Laporan terbaru dari media Korea Selatan, Sedaily, mengungkap Samsung Semiconductor (DS) menolak menandatangani kontrak jangka panjang pemasokan DRAM untuk divisi ponsel Galaxy, yakni Mobile eXperience (MX). Keputusan itu dipicu strategi DS yang kini mengejar profit setinggi langit dari pasar memori berharga premium.
MX di Bawah Tekanan
Pada saat yang sama, divisi MX sedang berjibaku menjaga profit menjelang peluncuran seri flagship Galaxy S26 awal tahun depan. Tanpa kontrak harga jangka panjang, biaya produksi Galaxy dipastikan melambung, memberi tekanan besar pada struktur keuntungan mereka.
Ketika harga DRAM meroket, DS memilih mengamankan pundi-pundi lewat fokus pada produk bernilai tinggi seperti HBM untuk akselerator AI dan LPDDR kelas premium. Di sinilah gesekan internal mulai terbuka lebar.
MX sejatinya meminta kontrak lebih dari satu tahun untuk menjamin stabilitas harga memori. Namun, DS bersikeras hanya mau memberikan kontrak kuartalan selama tiga bulan. Negosiasi intensif bahkan dilakukan langsung oleh jajaran eksekutif MX, tetapi hasil akhirnya tetap: hanya kontrak sampai akhir kuartal empat yang dapat disepakati.
Biaya Material Meroket Dua Kali Lipat
Kenaikan harga memori menjadi momok utama MX. Menurut laporan, harga LPDDR5X 12GB—memori vital yang banyak dipakai seri Galaxy—melonjak hingga sekitar USD 70 (Rp16.600/USD) pada akhir November. Angka ini lebih dari dua kali lipat dari harga awal tahun yang hanya USD 33 (sekitar Rp547.800). Lonjakan dua kali lipat ini otomatis membuat biaya material per unit smartphone naik drastis.

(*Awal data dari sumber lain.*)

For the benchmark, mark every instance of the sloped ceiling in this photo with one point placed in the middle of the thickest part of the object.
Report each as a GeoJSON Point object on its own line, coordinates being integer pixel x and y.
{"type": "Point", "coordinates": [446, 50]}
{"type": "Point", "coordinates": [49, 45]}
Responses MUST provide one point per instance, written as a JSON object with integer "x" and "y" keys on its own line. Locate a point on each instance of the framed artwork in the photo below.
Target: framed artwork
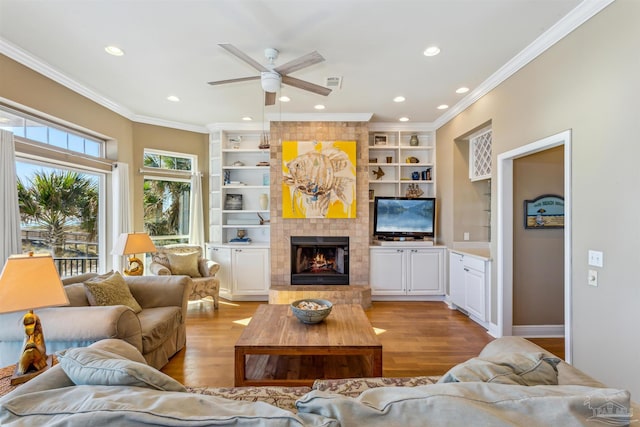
{"x": 546, "y": 211}
{"x": 319, "y": 179}
{"x": 233, "y": 202}
{"x": 380, "y": 139}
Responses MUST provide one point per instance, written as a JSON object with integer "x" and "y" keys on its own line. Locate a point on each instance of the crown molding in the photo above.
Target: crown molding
{"x": 25, "y": 58}
{"x": 578, "y": 16}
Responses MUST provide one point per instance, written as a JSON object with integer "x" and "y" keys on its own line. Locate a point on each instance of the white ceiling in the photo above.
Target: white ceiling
{"x": 375, "y": 45}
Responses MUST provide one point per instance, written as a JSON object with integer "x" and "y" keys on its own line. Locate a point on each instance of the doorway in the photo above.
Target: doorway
{"x": 505, "y": 223}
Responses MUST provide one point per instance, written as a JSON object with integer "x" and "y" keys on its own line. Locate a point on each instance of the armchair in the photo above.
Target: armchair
{"x": 183, "y": 259}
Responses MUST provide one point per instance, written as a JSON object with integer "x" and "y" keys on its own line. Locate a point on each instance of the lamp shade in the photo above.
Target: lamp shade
{"x": 133, "y": 243}
{"x": 30, "y": 281}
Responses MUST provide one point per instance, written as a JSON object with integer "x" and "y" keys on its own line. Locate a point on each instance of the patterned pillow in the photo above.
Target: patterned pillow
{"x": 184, "y": 263}
{"x": 112, "y": 290}
{"x": 93, "y": 366}
{"x": 527, "y": 369}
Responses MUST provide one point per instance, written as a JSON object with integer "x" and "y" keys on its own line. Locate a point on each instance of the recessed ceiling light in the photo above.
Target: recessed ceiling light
{"x": 114, "y": 50}
{"x": 432, "y": 51}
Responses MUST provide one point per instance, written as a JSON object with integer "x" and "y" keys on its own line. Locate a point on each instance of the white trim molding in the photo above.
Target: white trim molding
{"x": 505, "y": 221}
{"x": 578, "y": 16}
{"x": 539, "y": 331}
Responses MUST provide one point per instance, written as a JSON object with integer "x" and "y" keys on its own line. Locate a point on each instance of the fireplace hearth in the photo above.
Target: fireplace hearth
{"x": 319, "y": 260}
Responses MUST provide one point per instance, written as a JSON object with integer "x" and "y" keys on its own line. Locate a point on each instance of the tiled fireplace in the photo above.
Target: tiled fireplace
{"x": 356, "y": 229}
{"x": 319, "y": 260}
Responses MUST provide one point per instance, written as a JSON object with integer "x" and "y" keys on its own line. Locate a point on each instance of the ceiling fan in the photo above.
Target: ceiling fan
{"x": 271, "y": 77}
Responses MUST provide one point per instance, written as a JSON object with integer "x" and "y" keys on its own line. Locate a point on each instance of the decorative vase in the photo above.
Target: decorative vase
{"x": 264, "y": 201}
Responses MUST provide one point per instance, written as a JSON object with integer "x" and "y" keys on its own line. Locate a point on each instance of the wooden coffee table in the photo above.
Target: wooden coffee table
{"x": 277, "y": 349}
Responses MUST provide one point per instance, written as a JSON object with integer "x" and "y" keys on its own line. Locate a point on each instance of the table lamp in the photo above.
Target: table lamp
{"x": 28, "y": 282}
{"x": 131, "y": 244}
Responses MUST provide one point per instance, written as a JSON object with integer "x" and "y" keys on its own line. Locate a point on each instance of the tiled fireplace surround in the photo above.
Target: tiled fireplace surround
{"x": 357, "y": 228}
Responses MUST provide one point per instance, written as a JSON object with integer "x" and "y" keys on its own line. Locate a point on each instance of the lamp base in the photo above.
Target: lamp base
{"x": 17, "y": 378}
{"x": 136, "y": 268}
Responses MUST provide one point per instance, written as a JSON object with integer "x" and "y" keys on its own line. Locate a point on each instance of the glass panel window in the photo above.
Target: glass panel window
{"x": 59, "y": 212}
{"x": 76, "y": 143}
{"x": 40, "y": 130}
{"x": 167, "y": 161}
{"x": 36, "y": 131}
{"x": 166, "y": 210}
{"x": 92, "y": 148}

Beban biaya MX makin berat karena harga chip lain juga naik. Pengadaan prosesor mobile (AP), komponen paling mahal dalam smartphone, meningkat tajam dari 8,7 triliun won (sekitar Rp98,57 triliun) menjadi 10,9 triliun won (sekitar Rp123,40 triliun) dalam satu tahun—sebuah pertumbuhan 25,5%. Proporsi pengadaan bahan baku di divisi DX (yang menaungi MX) pun naik dari 16,6% ke 19,1%. (Kurs Rp11,33/Won).
Dalam struktur biaya smartphone, prosesor menyumbang sekitar 20%, sementara memori mencapai 15%. Ketika keduanya kompak naik, analis memperkirakan kontribusi biaya chipset terhadap total ongkos produksi melonjak minimal lima poin persentase. Tak heran internal Samsung disebut sedang “pusing tujuh keliling” menyusun strategi harga Galaxy S26.
Di sisi lain, divisi DS tetap teguh memanfaatkan momentum kenaikan harga memori. Seorang sumber industri menyebut, “Akselerator AI menyerap bukan hanya HBM, tetapi juga LPDDR. DS harus mengatur ulang portofolio produk untuk memaksimalkan profit.” Dengan ledakan permintaan chip pendukung AI, DS memandang periode ini sebagai kesempatan yang terlalu berharga untuk dilewatkan.
Dalam bahasa bisnis, ini adalah momen ketika kepentingan "saudara kandung" tak lagi sejalan. MX ingin stabilitas biaya untuk melindungi margin flagship mereka, sementara DS mengejar keuntungan maksimum dari euforia pasar AI. Di tengah kenaikan biaya yang masif ini, satu hal yang pasti tentunya strategi harga Galaxy S26 dipertaruhkan, dan drama internal di tubuh Samsung tampaknya baru dimulai.